Said Nathan: ‘My mom fully deserves this award. It is another addition to her wide array of achievements and accomplishments. She works really hard and I am extremely proud of her.’
Professor Gerald West, who nominated Nadar for the award, said: ‘Professor Sarojini Nadar is one of the few PhD students I have supervised who has gone on not only to make significant contributions to the research fields in which she works but who has reconfigured the research terrain.
‘Her interdisciplinary work in the intersections between gender studies, biblical studies, and religious studies has generated innovative theoretical and methodological resources, shaping the terrain in new ways. Professor Nadar’s work inhabits the interface between the academy and local communities, and here too she has made substantive theoretical and methodological contributions,’ he said.
Nadar considers herself to be an activist-academic, hence it was her passion for gender social transformation that led her into the world of academia. ‘I bring my commitment to social justice to bear on the research and teaching I undertake, and I also use the tools and resources of the academy in my community engagement,’ she said.
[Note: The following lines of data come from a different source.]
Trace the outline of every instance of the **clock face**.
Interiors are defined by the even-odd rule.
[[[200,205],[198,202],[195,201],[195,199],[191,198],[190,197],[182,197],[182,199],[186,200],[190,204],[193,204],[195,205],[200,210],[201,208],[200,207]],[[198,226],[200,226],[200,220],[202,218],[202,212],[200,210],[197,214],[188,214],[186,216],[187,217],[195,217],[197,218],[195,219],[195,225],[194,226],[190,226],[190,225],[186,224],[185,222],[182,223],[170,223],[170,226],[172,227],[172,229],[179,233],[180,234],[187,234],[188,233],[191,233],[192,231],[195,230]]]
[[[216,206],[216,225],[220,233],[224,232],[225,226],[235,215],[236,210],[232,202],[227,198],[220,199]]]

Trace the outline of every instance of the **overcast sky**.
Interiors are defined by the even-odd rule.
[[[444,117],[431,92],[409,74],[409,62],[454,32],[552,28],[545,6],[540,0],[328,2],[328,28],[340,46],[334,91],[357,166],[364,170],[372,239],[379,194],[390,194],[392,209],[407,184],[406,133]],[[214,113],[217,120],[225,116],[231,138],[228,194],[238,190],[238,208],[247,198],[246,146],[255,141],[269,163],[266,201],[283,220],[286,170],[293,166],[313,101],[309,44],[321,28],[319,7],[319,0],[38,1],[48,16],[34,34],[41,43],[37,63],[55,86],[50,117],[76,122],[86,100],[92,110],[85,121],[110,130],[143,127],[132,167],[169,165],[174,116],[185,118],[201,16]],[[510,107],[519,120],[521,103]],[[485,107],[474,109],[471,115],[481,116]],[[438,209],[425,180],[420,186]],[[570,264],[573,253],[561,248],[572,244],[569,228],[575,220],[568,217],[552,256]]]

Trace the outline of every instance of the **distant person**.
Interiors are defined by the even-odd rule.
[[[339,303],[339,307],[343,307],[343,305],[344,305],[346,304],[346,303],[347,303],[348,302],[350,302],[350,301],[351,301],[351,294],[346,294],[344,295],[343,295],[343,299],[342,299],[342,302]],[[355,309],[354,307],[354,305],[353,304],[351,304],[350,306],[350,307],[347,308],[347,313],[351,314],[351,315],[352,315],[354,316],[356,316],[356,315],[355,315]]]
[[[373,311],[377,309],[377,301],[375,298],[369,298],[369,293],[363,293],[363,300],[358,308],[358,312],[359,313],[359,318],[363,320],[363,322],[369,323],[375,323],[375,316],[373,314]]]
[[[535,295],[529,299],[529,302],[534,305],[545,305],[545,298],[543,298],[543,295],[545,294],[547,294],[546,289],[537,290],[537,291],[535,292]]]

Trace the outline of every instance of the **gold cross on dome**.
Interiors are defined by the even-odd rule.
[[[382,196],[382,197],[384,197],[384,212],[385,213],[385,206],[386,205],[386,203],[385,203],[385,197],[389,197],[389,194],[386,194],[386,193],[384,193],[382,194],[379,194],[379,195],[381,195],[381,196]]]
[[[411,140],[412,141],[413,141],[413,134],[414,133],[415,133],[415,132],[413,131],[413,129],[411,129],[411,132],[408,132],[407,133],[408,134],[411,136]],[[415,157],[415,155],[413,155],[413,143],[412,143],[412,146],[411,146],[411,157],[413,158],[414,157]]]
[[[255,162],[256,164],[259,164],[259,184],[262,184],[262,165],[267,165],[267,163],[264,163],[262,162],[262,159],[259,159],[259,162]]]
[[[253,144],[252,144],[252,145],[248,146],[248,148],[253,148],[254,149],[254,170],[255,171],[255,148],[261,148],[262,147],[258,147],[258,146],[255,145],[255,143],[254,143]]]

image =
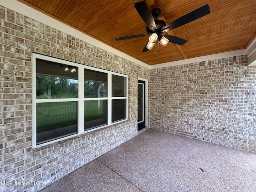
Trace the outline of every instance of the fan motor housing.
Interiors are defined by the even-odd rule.
[[[164,22],[164,21],[163,21],[162,20],[155,20],[155,23],[156,23],[156,28],[155,29],[156,30],[156,33],[158,34],[160,34],[162,33],[161,32],[161,29],[162,28],[166,25],[166,24]],[[152,34],[154,32],[153,30],[151,29],[150,29],[148,26],[146,27],[147,29],[147,33],[148,34]]]

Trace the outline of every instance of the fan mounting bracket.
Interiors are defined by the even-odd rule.
[[[159,16],[161,10],[159,8],[156,8],[155,9],[154,9],[151,12],[152,16],[156,18],[156,18],[158,17],[158,16]]]

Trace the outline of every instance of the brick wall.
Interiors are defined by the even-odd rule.
[[[2,6],[0,22],[0,182],[11,182],[0,191],[38,190],[138,134],[138,78],[150,69]],[[32,148],[32,52],[128,75],[128,120]]]
[[[256,152],[256,68],[247,65],[241,55],[152,70],[151,128]]]

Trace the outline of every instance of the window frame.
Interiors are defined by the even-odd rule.
[[[71,65],[77,67],[78,75],[78,97],[74,98],[59,98],[59,99],[36,99],[36,58],[56,62],[63,64]],[[50,144],[58,141],[62,140],[84,133],[104,128],[105,127],[120,123],[128,119],[128,76],[121,73],[105,70],[94,67],[74,62],[64,60],[54,57],[52,57],[44,55],[32,53],[32,148],[39,147]],[[102,72],[107,74],[108,79],[108,96],[106,97],[85,98],[84,97],[84,70],[85,69],[93,71]],[[115,75],[126,78],[126,96],[112,97],[112,76]],[[126,99],[126,117],[125,119],[120,121],[112,122],[112,99]],[[88,100],[106,100],[107,101],[107,124],[100,126],[88,130],[84,130],[84,102]],[[60,102],[64,101],[77,101],[78,102],[78,133],[71,135],[64,136],[61,138],[53,140],[41,144],[36,144],[36,104],[38,102]]]

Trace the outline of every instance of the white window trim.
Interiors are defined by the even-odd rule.
[[[67,98],[67,99],[36,99],[36,58],[41,59],[44,60],[48,60],[54,62],[56,62],[68,65],[78,67],[78,98]],[[101,129],[108,126],[114,125],[125,121],[128,119],[128,76],[127,75],[122,74],[115,72],[108,71],[104,69],[96,68],[94,67],[88,66],[82,64],[78,64],[71,61],[63,60],[55,58],[50,57],[44,55],[32,53],[31,57],[32,62],[32,146],[33,148],[39,147],[42,146],[50,144],[52,143],[58,142],[64,139],[70,138],[76,136],[89,132],[93,131],[95,131],[100,129]],[[81,83],[84,81],[84,69],[87,69],[96,71],[102,72],[108,74],[108,97],[96,98],[84,98],[84,84]],[[112,97],[112,75],[118,75],[121,76],[126,77],[126,97]],[[113,123],[112,122],[112,99],[126,99],[126,117],[125,119],[118,121]],[[97,127],[95,128],[84,131],[84,105],[79,104],[84,103],[84,101],[93,100],[106,100],[108,101],[108,120],[107,124],[106,125]],[[36,103],[45,102],[63,102],[63,101],[78,101],[79,107],[78,110],[78,133],[74,134],[69,136],[64,137],[62,138],[53,140],[52,141],[46,142],[45,143],[36,145]]]

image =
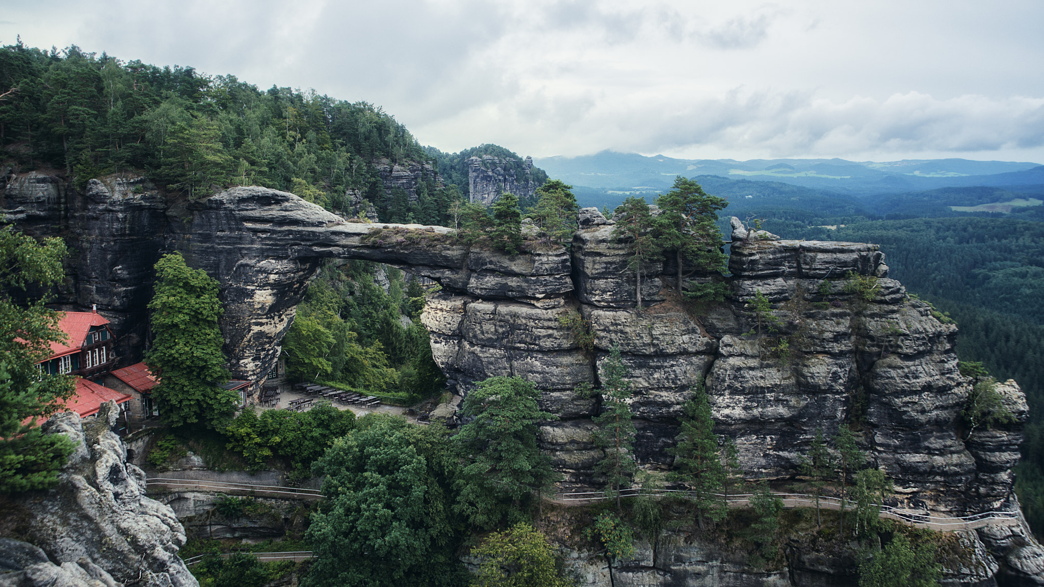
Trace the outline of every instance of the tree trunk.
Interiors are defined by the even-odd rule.
[[[638,305],[635,306],[638,309],[642,308],[642,269],[638,267],[635,269],[635,296],[638,298]]]

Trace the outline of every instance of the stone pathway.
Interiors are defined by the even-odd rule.
[[[265,406],[265,405],[261,405],[259,403],[256,403],[256,404],[254,404],[254,410],[260,416],[261,413],[263,413],[266,409],[286,409],[286,406],[290,405],[290,401],[291,400],[303,399],[303,398],[313,398],[316,401],[318,401],[318,400],[322,399],[322,397],[316,397],[316,396],[304,394],[304,393],[301,393],[301,392],[283,392],[282,396],[280,397],[280,402],[279,402],[278,406],[270,407],[270,406]],[[331,402],[330,405],[336,407],[337,409],[348,409],[348,410],[351,410],[353,414],[355,414],[356,418],[365,416],[366,414],[370,414],[370,413],[373,413],[373,412],[378,412],[378,413],[382,413],[382,414],[394,414],[396,416],[402,416],[403,418],[406,419],[407,422],[410,422],[412,424],[417,423],[417,417],[416,416],[406,416],[406,408],[402,407],[402,406],[399,406],[399,405],[387,405],[387,404],[383,404],[382,403],[382,404],[378,405],[374,409],[369,409],[369,408],[365,408],[365,407],[362,407],[362,406],[359,406],[359,405],[356,405],[356,404],[341,405],[341,404],[339,404],[337,402]],[[311,408],[310,407],[306,408],[305,412],[308,412],[308,409],[311,409]]]

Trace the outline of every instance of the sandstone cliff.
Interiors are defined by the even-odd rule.
[[[504,192],[530,197],[538,186],[530,178],[532,158],[526,157],[521,165],[518,160],[501,159],[492,155],[468,160],[468,189],[472,202],[493,204]]]
[[[259,380],[268,371],[323,259],[366,259],[443,286],[422,320],[458,394],[494,375],[523,376],[544,391],[544,408],[562,419],[541,427],[540,442],[566,475],[567,489],[598,487],[591,439],[598,405],[574,389],[597,384],[618,345],[637,390],[635,452],[643,467],[670,465],[667,448],[681,405],[703,381],[716,431],[736,440],[749,476],[791,478],[816,428],[832,435],[855,421],[873,463],[896,480],[902,507],[964,515],[1016,506],[1011,470],[1026,419],[1024,395],[1014,381],[1001,385],[1017,421],[965,440],[959,413],[971,384],[956,370],[956,328],[887,278],[876,245],[780,240],[737,227],[731,299],[694,318],[671,301],[669,264],[643,277],[642,299],[651,306],[634,309],[625,252],[612,237],[611,221],[593,209],[584,211],[570,250],[507,257],[468,250],[441,227],[348,224],[264,188],[233,188],[163,208],[135,181],[94,180],[90,199],[66,198],[78,203],[72,210],[14,182],[5,207],[40,234],[68,218],[65,234],[90,253],[72,263],[67,299],[100,302],[106,316],[125,312],[128,331],[143,328],[130,301],[147,299],[149,287],[129,276],[148,275],[162,252],[182,251],[221,284],[221,328],[237,377]],[[143,233],[134,228],[139,225],[150,229]],[[381,230],[371,234],[374,228]],[[110,231],[118,237],[111,246]],[[850,273],[868,286],[846,288]],[[760,336],[746,334],[757,324],[748,302],[759,290],[779,321],[778,332]],[[589,321],[593,348],[582,349],[560,320],[569,314]],[[452,419],[453,405],[441,413]],[[1044,551],[1024,529],[991,532],[978,535],[1002,567],[1014,569],[1013,577],[1040,577],[1034,568]]]
[[[0,543],[0,564],[21,561],[11,570],[22,572],[22,582],[11,585],[198,585],[176,556],[186,537],[173,510],[145,496],[145,473],[126,462],[113,431],[117,412],[110,402],[97,417],[63,413],[44,424],[45,431],[72,439],[76,449],[54,489],[3,502],[3,534],[35,545]],[[0,585],[7,580],[0,574]]]

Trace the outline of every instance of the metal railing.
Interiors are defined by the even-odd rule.
[[[622,497],[634,496],[634,495],[652,495],[657,497],[665,497],[668,495],[678,495],[678,494],[682,494],[679,495],[680,497],[694,497],[696,494],[696,492],[694,491],[689,491],[684,489],[646,490],[641,488],[624,489],[620,490],[619,493],[620,496]],[[726,497],[726,495],[721,493],[711,493],[710,495],[713,497],[721,497],[721,498]],[[726,502],[730,507],[748,506],[750,504],[750,498],[753,497],[753,495],[754,494],[751,493],[730,494],[728,495],[728,498],[726,498]],[[790,508],[815,506],[815,500],[816,500],[815,495],[810,495],[807,493],[773,492],[773,495],[782,499],[784,506]],[[607,496],[606,492],[603,491],[585,491],[576,493],[552,494],[552,499],[555,499],[557,501],[601,501],[604,499],[615,499],[615,498],[616,498],[615,494]],[[788,501],[789,503],[787,503]],[[826,507],[827,509],[839,510],[841,508],[841,499],[838,497],[829,497],[821,495],[818,497],[818,501],[821,507]],[[929,527],[942,526],[948,530],[966,530],[966,529],[970,530],[972,527],[977,527],[978,525],[984,525],[984,524],[973,525],[975,524],[975,522],[989,523],[990,521],[1018,520],[1019,518],[1018,511],[1012,511],[1012,512],[990,511],[990,512],[981,512],[978,514],[971,514],[968,516],[935,516],[929,512],[924,512],[924,513],[910,512],[909,510],[903,510],[900,508],[895,508],[893,506],[886,506],[881,503],[873,503],[872,506],[875,508],[880,508],[880,515],[882,517],[893,517],[901,521],[905,521],[912,524],[924,524]],[[854,509],[855,502],[852,501],[851,499],[846,499],[845,507]],[[949,529],[948,526],[963,526],[963,527]]]
[[[261,562],[265,561],[304,561],[312,558],[311,550],[290,550],[286,553],[247,553],[248,555],[254,555],[254,558]],[[228,559],[232,556],[232,553],[209,553],[206,555],[196,555],[195,557],[190,557],[184,559],[182,562],[185,566],[194,565],[207,557],[218,556],[222,559]]]
[[[199,488],[204,491],[213,489],[223,489],[226,491],[250,491],[254,493],[278,493],[283,495],[295,495],[298,497],[322,498],[323,492],[317,489],[306,489],[300,487],[285,487],[277,485],[254,485],[245,483],[212,482],[199,479],[181,479],[170,477],[149,477],[145,480],[145,487],[163,486],[167,488]]]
Her advice to emerging researchers, is to do research on what they are most passionate about rather than simply because it is a requirement of the University. ‘I often say to my nieces and nephews, that you know you are in the right career when you can answer in the affirmative to the question: Would you still do this if you were not getting paid to do so?’
Asked about her future plans, she replied: ‘During the next five years I intend to focus my research on the feminist episteme in the context of the study of religion. I am interested in the various ways in which feminist knowledge is produced in a fragmented and fragile South African Higher Education context. How such knowledge is produced, taught and disseminated within Higher Education contexts nationally and internationally is what interests me.’
‘I am most pleased therefore that I have also just been awarded a Newton Grant by the British Academy for a bilateral project with the University of Leeds titled: Queering the Curriculum: LGBTI, Sexuality, and Masculinity Issues in Theology & Religious Studies in South Africa and the UK.
*Sarojini Nadar is a full professor in and leader of the Gender and Religion Programme at UKZN. She served as Dean of Research in the College of Humanities in 2012 and 2013, and has researched and published widely in the field of feminist biblical hermeneutics, with a special focus on HIV and AIDS; gender-based violence; masculinity and sexuality.
She also has a special interest in studying and developing theories of feminism in Africa, and more recently has developed an interest in gender and Higher Education research.
She is an NRF-rated researcher and was a Research Fellow at the Stellenbosch Institute for Advanced Study (STIAS) in 2014 when she received a National Commendation Award for Teaching Excellence from the Higher Education Learning and Teaching Association of South Africa and was also the winner of the 2013 UKZN Distinguished Teachers’ Award.
She was the winner of the National DST Distinguished Young Woman in Science Award: Human and Social Sciences in 2012.
In 2009 she received the UKZN Top Woman Researcher Award, and in 2006 won the UKZN Book Prize for best edited book titled: African Women, Religion and Health: Essays in Honour of Mercy Amba Oduyoye, co-edited by herself and Isabel Phiri.
She was selected and featured by the Mail & Guardian in their 2008 Book of South African Women, and in 2016 will feature in a book by the Academy of Science of South Africa (ASSAF) on female scientists in Africa.